Costa Cruzeiros confirma 53 brasileiros a bordo no navio acidentado

As equipes de resgate ainda procuram por 70 pessoas; embarcação levava mais de 4 mil passageiros

Silvana Mautone, da Agência Estado,

14 de janeiro de 2012 | 12h07

Navio Costa Concordia se dirigia do porto de Civitavecchia ao de Savona, ao norte, quando bateu num banco de areia nas águas da ilha italiana de Giglio

Atualizado às 15h44

Ao menos 53 brasileiros estavam a bordo do navio que virou após bater num banco de areia nas águas da ilha italiana de Giglio na sexta-feira à noite. De acordo com o consulado do Brasil em Roma, a empresa Costa Cruzeiros, dona da embarcação, disse que 47 eram passageiros e os outros seis, tripulantes. Até o momento, não há informações de brasileiros entre os mortos, feridos e desaparecidos.

Um grupo de 26 brasileiros que estava no navio já está a caminho de Milão, segundo a embaixada brasileira na cidade. Caso necessário, as embaixadas do Brasil na Itália providenciarão novos passaportes para essas pessoas. No caso de quem precisar viajar imediatamente ao Brasil, emitirá um documento chamado Autorização de Retorno ao Brasil (ARB), que substitui provisoriamente o passaporte.

O telefone de emergência do Consultado Brasileiro em Milão é 00 xx 39 335 727 8117 e do Consulado Brasileiro em Roma, 00 xx 39 333 1184 682.

A seção consular da embaixada em Roma mantém um plantão para atender os brasileiros que precisarem de ajuda, especialmente para repor documentos perdidos. Até agora, duas pessoas já procuraram a embaixada.

O Itamaraty informa, no entanto, que não há previsão de necessidade de ajuda com transporte e alojamento, já que a empresa Costa Cruzeiros, dona do navio naufragado, é a responsável pelos passageiros e está providenciando a ajuda necessária até agora.

O Costa Concordia se dirigia do porto de Civitavecchia ao de Savona, ao norte, ambos na Itália.

A Capitania dos Portos de Giglio confirmou três mortes - dois turistas franceses e um tripulante peruano - e 40 feridos, informam os jornais italianos La Repubblica e Corriere della Sera. A suspeita é que eles tenham morrido afogados.

Estima-se que entre 50 e 70 pessoas ainda estejam desaparecidas. As equipes de resgate estão vasculhando o interior do navio à procura de vítimas. 

Rota alterada

Ainda não foram divulgadas as causas oficiais do acidente, mas aparentemente o naufrágio foi provocado pelo choque do navio com uma rocha, que teria provocado a ruptura no casco. A embarcação continuou navegando até que a tripulação emitiu uma sinalização à Capitania dos Portos, informando que "entrava água" no barco, disse a agência de notícias italiana Ansa.

A tripulação teria imaginado, em princípio, que poderia conter a emergência.

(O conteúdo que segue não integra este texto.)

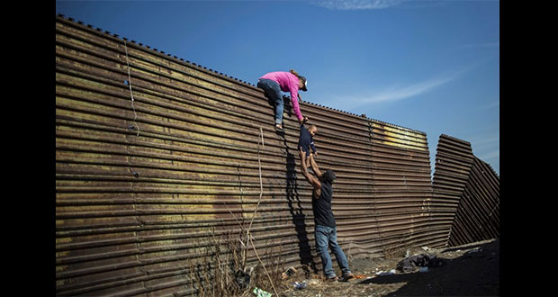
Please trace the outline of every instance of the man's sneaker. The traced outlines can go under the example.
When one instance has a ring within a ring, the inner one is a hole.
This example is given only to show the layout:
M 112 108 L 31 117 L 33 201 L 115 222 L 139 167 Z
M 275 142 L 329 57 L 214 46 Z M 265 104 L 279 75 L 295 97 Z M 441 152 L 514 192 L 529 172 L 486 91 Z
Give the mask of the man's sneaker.
M 351 279 L 354 279 L 355 275 L 353 275 L 353 274 L 345 274 L 343 276 L 341 276 L 341 279 L 339 280 L 339 282 L 348 282 Z

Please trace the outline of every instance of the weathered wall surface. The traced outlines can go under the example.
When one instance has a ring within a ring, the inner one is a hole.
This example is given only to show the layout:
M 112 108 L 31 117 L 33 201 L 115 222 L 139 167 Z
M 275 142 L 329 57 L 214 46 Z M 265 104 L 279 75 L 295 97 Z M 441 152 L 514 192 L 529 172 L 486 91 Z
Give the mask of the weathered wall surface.
M 500 237 L 500 178 L 472 154 L 471 143 L 441 135 L 432 180 L 436 245 L 459 246 Z
M 317 163 L 338 176 L 347 256 L 447 244 L 458 199 L 434 196 L 425 133 L 301 109 L 320 129 Z M 273 119 L 253 85 L 57 16 L 57 293 L 193 293 L 189 264 L 208 234 L 253 217 L 259 254 L 320 267 L 299 127 L 285 114 L 277 135 Z

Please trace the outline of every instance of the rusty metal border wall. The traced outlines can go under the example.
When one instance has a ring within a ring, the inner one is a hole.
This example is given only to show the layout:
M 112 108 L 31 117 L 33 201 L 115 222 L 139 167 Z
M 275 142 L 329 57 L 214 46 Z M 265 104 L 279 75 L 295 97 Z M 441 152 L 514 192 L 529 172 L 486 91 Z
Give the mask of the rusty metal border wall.
M 500 237 L 499 177 L 472 154 L 471 143 L 440 136 L 432 186 L 431 227 L 439 234 L 434 247 Z
M 349 258 L 447 241 L 455 203 L 447 213 L 434 194 L 424 132 L 301 108 L 320 129 L 318 164 L 337 173 Z M 320 268 L 299 127 L 285 114 L 281 137 L 271 119 L 253 85 L 57 15 L 57 294 L 195 294 L 189 265 L 209 235 L 252 218 L 261 254 Z
M 463 196 L 474 156 L 471 143 L 441 135 L 432 177 L 432 228 L 436 230 L 433 247 L 446 247 L 459 202 Z
M 450 247 L 500 237 L 499 179 L 490 165 L 474 158 L 452 226 Z

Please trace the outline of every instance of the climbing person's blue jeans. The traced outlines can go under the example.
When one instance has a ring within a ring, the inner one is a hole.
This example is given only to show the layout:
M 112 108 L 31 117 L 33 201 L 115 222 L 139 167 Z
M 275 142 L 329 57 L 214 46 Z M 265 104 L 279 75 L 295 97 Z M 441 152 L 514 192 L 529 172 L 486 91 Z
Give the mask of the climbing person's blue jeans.
M 279 84 L 271 79 L 260 79 L 257 87 L 263 89 L 267 98 L 275 105 L 275 123 L 283 123 L 284 103 Z
M 343 253 L 341 247 L 338 244 L 337 228 L 316 225 L 314 235 L 316 238 L 316 251 L 320 255 L 320 257 L 321 257 L 324 275 L 328 278 L 336 276 L 328 247 L 331 248 L 331 252 L 335 255 L 343 275 L 350 274 L 351 270 L 348 267 L 346 256 L 345 256 L 345 253 Z

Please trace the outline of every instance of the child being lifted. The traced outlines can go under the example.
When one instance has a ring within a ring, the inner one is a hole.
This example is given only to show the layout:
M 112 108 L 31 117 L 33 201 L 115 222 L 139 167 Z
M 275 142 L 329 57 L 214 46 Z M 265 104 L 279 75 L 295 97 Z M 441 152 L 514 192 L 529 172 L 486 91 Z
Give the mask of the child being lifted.
M 316 133 L 318 133 L 318 127 L 316 127 L 316 125 L 310 125 L 309 128 L 306 128 L 304 127 L 304 123 L 301 124 L 301 135 L 299 136 L 299 146 L 297 148 L 299 151 L 302 148 L 302 150 L 306 154 L 305 165 L 307 168 L 310 166 L 309 158 L 310 155 L 312 154 L 314 157 L 318 156 L 318 151 L 314 146 L 313 139 Z M 301 160 L 302 160 L 302 156 L 301 156 Z

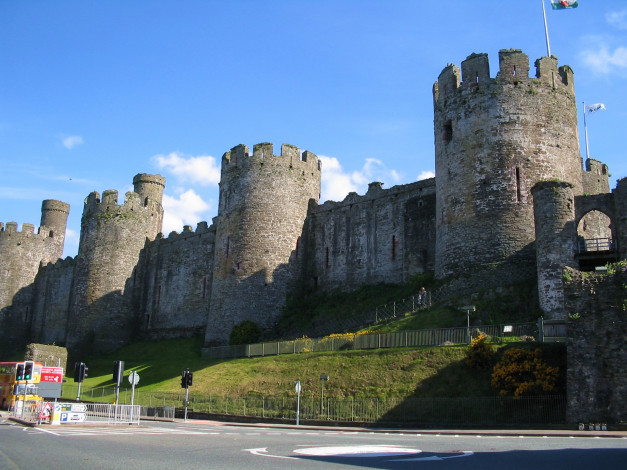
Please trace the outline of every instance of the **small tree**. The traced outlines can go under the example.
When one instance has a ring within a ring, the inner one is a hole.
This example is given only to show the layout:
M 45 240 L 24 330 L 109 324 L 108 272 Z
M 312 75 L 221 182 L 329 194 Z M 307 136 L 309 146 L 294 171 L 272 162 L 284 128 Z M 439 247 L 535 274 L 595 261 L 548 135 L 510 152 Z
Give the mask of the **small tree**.
M 492 386 L 503 396 L 546 395 L 558 392 L 559 368 L 549 366 L 542 351 L 505 351 L 492 371 Z
M 261 339 L 261 328 L 252 320 L 244 320 L 238 323 L 231 330 L 229 344 L 250 344 L 257 343 Z
M 486 343 L 485 333 L 476 336 L 466 350 L 466 364 L 473 369 L 489 369 L 494 365 L 494 351 Z

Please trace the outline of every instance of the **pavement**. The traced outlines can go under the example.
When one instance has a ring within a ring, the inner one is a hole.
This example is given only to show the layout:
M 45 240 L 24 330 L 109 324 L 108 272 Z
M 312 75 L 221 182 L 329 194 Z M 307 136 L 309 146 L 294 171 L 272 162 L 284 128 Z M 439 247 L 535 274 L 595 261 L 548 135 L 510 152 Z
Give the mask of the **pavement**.
M 23 426 L 41 426 L 40 424 L 32 421 L 27 421 L 21 418 L 10 416 L 8 412 L 0 412 L 2 420 L 9 420 L 21 424 Z M 146 420 L 148 421 L 148 420 Z M 402 435 L 454 435 L 454 436 L 523 436 L 523 437 L 590 437 L 590 438 L 623 438 L 627 439 L 627 430 L 611 429 L 607 431 L 597 430 L 579 430 L 568 429 L 566 426 L 561 429 L 432 429 L 432 428 L 385 428 L 385 427 L 364 427 L 364 426 L 320 426 L 320 425 L 308 425 L 308 424 L 287 424 L 287 423 L 238 423 L 232 421 L 213 421 L 213 420 L 183 420 L 174 419 L 176 423 L 189 423 L 189 424 L 206 424 L 213 426 L 240 426 L 248 428 L 271 428 L 271 429 L 293 429 L 293 430 L 316 430 L 316 431 L 344 431 L 344 432 L 367 432 L 367 433 L 383 433 L 383 434 L 402 434 Z M 103 423 L 93 423 L 93 425 L 103 425 Z M 44 424 L 43 426 L 47 426 Z M 63 426 L 90 426 L 89 423 L 81 424 L 64 424 Z M 586 429 L 588 426 L 586 426 Z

Quando notou que seria impossível, informa a Ansa, a tripulação resolveu mudar a rota e se dirigir à ilha de Giglio, segundo investigações preliminares. Especialistas italianos afirmam que a proximidade com o continente impediu que o acidente tivesse proporções maiores.

O Costa Concordia seguia uma "rota errada, não deveria estar naquele ponto", disse à Ansa uma fonte ligada às investigações técnicas. "Se isso ocorreu por um erro humano, por uma falha nos dispositivos de bordo ou pelas duas causas, será determinado pelas investigações recém-iniciadas", acrescentou.

A Guarda Costeira italiana vai abrir duas investigações (uma penal e uma administrativa). Também será aberto um inquérito para investigar as causas do acidente, anunciou o procurador de Grosseto, Francesco Verusio.

A Costa Cruzeiros informou que os procedimentos de segurança foram seguidos corretamente. "Em 64 anos de história, é o momento mais trágico para a Costa Cruzeiros, estamos consternados", disse Gianni Onorato, diretor-geral da companhia.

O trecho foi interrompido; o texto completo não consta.